The longer moss is able to live on your roof, the more damage it does to your shingles. Moss creates a damp surface where water collects, which shortens the lifespan of your shingles and causes leaks. Moss also blocks sunlight, which causes a roof to become hotter, leading to premature shingle wear.

Professional roofers like these Buffalo roofers can diagnose and treat a moss infestation. If the infestation is severe, it may be necessary to replace a number of shingles and address other roofing issues as well. A professional can also advise you about preventive measures that can reduce the likelihood of a moss outbreak in the future.

Preventive measures include removing debris that accumulates on the roof, trimming tree branches and keeping gutters clear of debris. The roof should be inspected and cleaned at least once a year to ensure that water is draining properly.

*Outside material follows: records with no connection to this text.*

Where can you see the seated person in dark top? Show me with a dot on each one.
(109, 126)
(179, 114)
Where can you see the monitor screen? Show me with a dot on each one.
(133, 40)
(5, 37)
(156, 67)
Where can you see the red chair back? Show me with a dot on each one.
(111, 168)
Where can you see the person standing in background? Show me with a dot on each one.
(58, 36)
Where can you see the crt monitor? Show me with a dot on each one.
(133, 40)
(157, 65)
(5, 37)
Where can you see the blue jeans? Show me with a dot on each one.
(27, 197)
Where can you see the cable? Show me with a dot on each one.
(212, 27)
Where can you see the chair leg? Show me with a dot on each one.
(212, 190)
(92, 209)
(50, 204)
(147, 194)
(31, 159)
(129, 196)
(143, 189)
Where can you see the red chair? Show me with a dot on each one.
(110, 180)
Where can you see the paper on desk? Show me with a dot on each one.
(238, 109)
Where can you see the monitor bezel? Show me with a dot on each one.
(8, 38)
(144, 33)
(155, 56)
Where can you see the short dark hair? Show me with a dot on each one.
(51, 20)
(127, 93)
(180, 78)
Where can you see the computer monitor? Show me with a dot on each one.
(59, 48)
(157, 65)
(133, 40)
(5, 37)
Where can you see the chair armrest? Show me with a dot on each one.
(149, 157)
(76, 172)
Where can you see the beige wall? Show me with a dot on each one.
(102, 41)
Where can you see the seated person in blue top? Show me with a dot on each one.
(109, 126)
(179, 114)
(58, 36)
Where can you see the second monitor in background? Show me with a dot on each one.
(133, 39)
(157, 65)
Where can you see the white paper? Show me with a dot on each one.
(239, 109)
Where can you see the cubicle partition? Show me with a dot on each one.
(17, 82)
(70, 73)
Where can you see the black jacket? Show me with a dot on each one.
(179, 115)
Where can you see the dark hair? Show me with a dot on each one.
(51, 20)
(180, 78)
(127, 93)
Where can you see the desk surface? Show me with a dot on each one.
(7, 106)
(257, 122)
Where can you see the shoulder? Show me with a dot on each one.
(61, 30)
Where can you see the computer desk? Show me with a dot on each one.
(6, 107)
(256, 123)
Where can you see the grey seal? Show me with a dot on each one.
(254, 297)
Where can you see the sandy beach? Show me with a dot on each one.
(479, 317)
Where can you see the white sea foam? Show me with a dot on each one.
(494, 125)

It is also a good idea to switch to a more hospitable roof, such as a metal roof, to discourage moss and other growths from growing on it.

If you are tackling a minor moss problem on your own, it is best to do the work during a cloudy day when moisture is less likely to evaporate too quickly. Place a ladder near the area of the roof where you are working and secure yourself with a safety rope and a pair of rubber gloves. Start by hosing off the mossy areas with a garden hose set on a low pressure setting. Then, scrub the moss with a soft-bristled brush. After scrubbing, use a cleaning solution such as Zinc Sulfate (monohydrate). Follow the manufacturer’s instructions for application.